Alt-A troubled loans have already brought down some banks, including IndyMac, a California bank. Mooney’s, a rating agency, has recently quadrupled its loss projections on bonds backed by Alt-A loans. It now projects losses for 2006-2007Alt-A securities to top 20%, compared to a historical average of under 1%.


The problem is that much of the Alt-A lending came at the tail-end of the credit boom in late 2006 and 2007. By then subprime was already getting a bad name. So Wall Street hit on a ruse. What it did was to take borrowers who in normal times would have been subprime and dressed them up as mid-prime!  Many of these loans were doomed from the start.  According to the Bank for International Settlements, a staggering 40% of these American mortgages originated in the first quarter of 2007 were interest only or negative amortization loans.

Alt-A mortgages, were offered to borrowers sandwiched between subprime and prime. These loans were supposed to be for people who had reasonable credit standing but unsteady income, such as the self-employed. The lending institutions had very low standards for these loans, using scant documentation and any way to make a loan, such as exotic negative-amortization mortgages, which allow borrowers to pay less than the accrued interest, with the difference added to the loan balance.

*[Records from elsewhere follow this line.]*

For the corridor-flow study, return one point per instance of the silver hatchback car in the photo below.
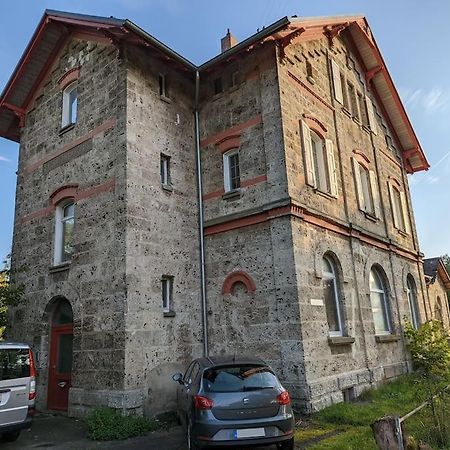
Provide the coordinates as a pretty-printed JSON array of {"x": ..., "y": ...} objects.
[
  {"x": 229, "y": 401},
  {"x": 17, "y": 389}
]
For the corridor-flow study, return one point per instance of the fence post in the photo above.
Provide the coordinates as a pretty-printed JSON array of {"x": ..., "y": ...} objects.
[{"x": 388, "y": 433}]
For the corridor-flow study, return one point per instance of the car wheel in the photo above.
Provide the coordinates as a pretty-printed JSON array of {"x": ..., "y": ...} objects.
[
  {"x": 10, "y": 436},
  {"x": 286, "y": 445},
  {"x": 190, "y": 441}
]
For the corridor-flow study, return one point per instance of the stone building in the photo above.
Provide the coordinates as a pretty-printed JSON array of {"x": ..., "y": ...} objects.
[
  {"x": 258, "y": 203},
  {"x": 438, "y": 285}
]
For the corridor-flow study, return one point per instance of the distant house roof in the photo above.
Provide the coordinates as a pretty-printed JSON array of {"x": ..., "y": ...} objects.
[
  {"x": 55, "y": 27},
  {"x": 433, "y": 267}
]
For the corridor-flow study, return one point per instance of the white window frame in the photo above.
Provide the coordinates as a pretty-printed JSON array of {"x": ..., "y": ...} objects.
[
  {"x": 320, "y": 162},
  {"x": 165, "y": 170},
  {"x": 162, "y": 80},
  {"x": 69, "y": 109},
  {"x": 411, "y": 292},
  {"x": 227, "y": 182},
  {"x": 59, "y": 231},
  {"x": 167, "y": 293},
  {"x": 332, "y": 276},
  {"x": 384, "y": 306}
]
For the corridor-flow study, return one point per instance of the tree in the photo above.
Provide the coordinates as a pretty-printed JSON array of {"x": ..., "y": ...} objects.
[{"x": 11, "y": 294}]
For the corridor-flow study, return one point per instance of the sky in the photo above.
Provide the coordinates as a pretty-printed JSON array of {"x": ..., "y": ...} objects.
[{"x": 411, "y": 34}]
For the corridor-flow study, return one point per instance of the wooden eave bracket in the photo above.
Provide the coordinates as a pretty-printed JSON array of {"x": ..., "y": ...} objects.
[
  {"x": 286, "y": 40},
  {"x": 372, "y": 72},
  {"x": 331, "y": 31},
  {"x": 18, "y": 112}
]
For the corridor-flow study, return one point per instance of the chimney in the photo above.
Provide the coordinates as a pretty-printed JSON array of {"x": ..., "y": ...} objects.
[{"x": 228, "y": 41}]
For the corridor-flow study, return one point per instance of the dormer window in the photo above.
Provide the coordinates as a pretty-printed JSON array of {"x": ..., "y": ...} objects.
[{"x": 69, "y": 109}]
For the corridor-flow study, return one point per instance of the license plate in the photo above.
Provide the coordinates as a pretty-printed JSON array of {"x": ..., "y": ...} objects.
[{"x": 249, "y": 432}]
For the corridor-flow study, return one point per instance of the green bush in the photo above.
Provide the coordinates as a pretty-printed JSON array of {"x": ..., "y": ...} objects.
[
  {"x": 430, "y": 349},
  {"x": 107, "y": 424}
]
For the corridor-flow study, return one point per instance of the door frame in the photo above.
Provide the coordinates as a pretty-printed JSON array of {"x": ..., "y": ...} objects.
[{"x": 56, "y": 332}]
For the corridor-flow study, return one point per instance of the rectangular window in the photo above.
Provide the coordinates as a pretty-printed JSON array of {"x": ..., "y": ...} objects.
[
  {"x": 64, "y": 245},
  {"x": 231, "y": 170},
  {"x": 69, "y": 106},
  {"x": 362, "y": 110},
  {"x": 163, "y": 91},
  {"x": 218, "y": 86},
  {"x": 234, "y": 78},
  {"x": 165, "y": 170},
  {"x": 166, "y": 290}
]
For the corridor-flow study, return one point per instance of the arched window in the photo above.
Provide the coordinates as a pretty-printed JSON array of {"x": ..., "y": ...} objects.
[
  {"x": 333, "y": 304},
  {"x": 69, "y": 107},
  {"x": 412, "y": 301},
  {"x": 379, "y": 302},
  {"x": 65, "y": 221}
]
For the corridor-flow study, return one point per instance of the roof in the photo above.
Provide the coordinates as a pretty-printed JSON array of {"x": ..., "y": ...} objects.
[
  {"x": 224, "y": 360},
  {"x": 55, "y": 26},
  {"x": 434, "y": 267}
]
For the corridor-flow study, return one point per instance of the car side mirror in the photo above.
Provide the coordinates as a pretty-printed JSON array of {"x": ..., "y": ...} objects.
[{"x": 178, "y": 377}]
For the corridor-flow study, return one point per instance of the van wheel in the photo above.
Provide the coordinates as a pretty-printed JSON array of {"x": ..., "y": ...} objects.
[
  {"x": 287, "y": 445},
  {"x": 11, "y": 436}
]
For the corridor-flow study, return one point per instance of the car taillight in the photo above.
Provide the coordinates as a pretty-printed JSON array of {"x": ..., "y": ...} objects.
[
  {"x": 201, "y": 402},
  {"x": 283, "y": 398},
  {"x": 32, "y": 394}
]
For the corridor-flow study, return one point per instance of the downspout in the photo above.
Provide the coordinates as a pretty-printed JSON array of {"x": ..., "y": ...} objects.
[{"x": 200, "y": 217}]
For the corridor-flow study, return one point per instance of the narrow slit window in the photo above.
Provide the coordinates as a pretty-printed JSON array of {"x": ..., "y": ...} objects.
[
  {"x": 231, "y": 170},
  {"x": 166, "y": 291},
  {"x": 70, "y": 105},
  {"x": 163, "y": 87},
  {"x": 165, "y": 170}
]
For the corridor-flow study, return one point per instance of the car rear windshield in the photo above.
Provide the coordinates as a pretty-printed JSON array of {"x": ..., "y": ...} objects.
[
  {"x": 14, "y": 363},
  {"x": 238, "y": 378}
]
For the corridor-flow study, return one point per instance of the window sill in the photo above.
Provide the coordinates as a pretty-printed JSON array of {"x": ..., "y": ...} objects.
[
  {"x": 60, "y": 267},
  {"x": 340, "y": 340},
  {"x": 370, "y": 217},
  {"x": 324, "y": 194},
  {"x": 165, "y": 99},
  {"x": 346, "y": 111},
  {"x": 232, "y": 195},
  {"x": 383, "y": 338},
  {"x": 66, "y": 128}
]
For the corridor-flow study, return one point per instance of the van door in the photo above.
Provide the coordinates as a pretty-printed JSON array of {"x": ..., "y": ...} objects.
[{"x": 14, "y": 385}]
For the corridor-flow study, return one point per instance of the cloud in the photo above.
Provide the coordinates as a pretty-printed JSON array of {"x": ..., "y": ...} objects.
[{"x": 431, "y": 101}]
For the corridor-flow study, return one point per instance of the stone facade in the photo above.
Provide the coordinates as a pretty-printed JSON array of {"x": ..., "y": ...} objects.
[{"x": 264, "y": 242}]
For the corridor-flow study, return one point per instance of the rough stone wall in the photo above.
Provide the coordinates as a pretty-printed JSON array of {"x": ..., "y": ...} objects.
[
  {"x": 94, "y": 281},
  {"x": 331, "y": 369},
  {"x": 162, "y": 231},
  {"x": 437, "y": 290},
  {"x": 253, "y": 98}
]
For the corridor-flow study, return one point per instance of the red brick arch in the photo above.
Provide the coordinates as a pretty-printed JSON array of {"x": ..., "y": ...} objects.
[{"x": 238, "y": 277}]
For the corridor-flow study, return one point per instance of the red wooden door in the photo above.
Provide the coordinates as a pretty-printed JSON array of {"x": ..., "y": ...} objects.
[{"x": 60, "y": 370}]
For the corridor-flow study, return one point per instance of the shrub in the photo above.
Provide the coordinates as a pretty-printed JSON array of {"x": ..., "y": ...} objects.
[
  {"x": 107, "y": 424},
  {"x": 430, "y": 349}
]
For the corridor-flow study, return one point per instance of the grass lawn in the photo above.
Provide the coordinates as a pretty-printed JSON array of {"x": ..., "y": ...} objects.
[{"x": 346, "y": 426}]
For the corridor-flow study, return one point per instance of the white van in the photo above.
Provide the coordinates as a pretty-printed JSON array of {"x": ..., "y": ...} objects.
[{"x": 17, "y": 389}]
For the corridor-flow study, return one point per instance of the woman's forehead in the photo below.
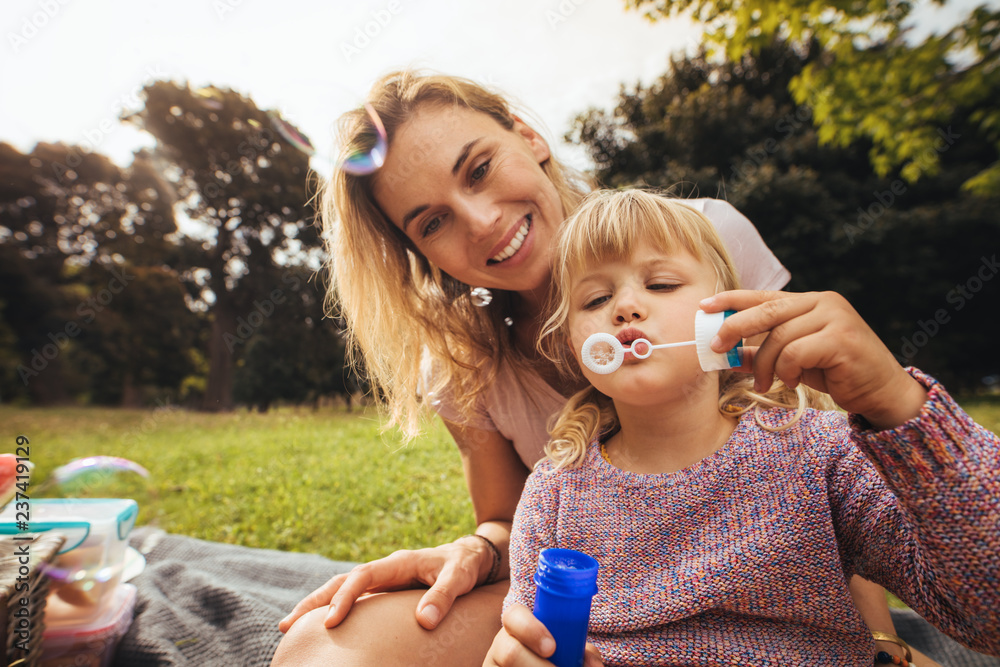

Like I said before, the main requirements were to put a mirror in front of your face, if the mirror steamed, it meant you were breathing and you had a loan.

Analysts at Goldman Sachs put possible write downs on the $1.3 trillion of total Alt-A debt, including both securitized and un-securitized loans, at $600 billion, almost as much as expected subprime losses.

So, prepare yourself for another wave of foreclosures, this time the Alt-A mortgages, due to poor lending practices by banks and Wall Street.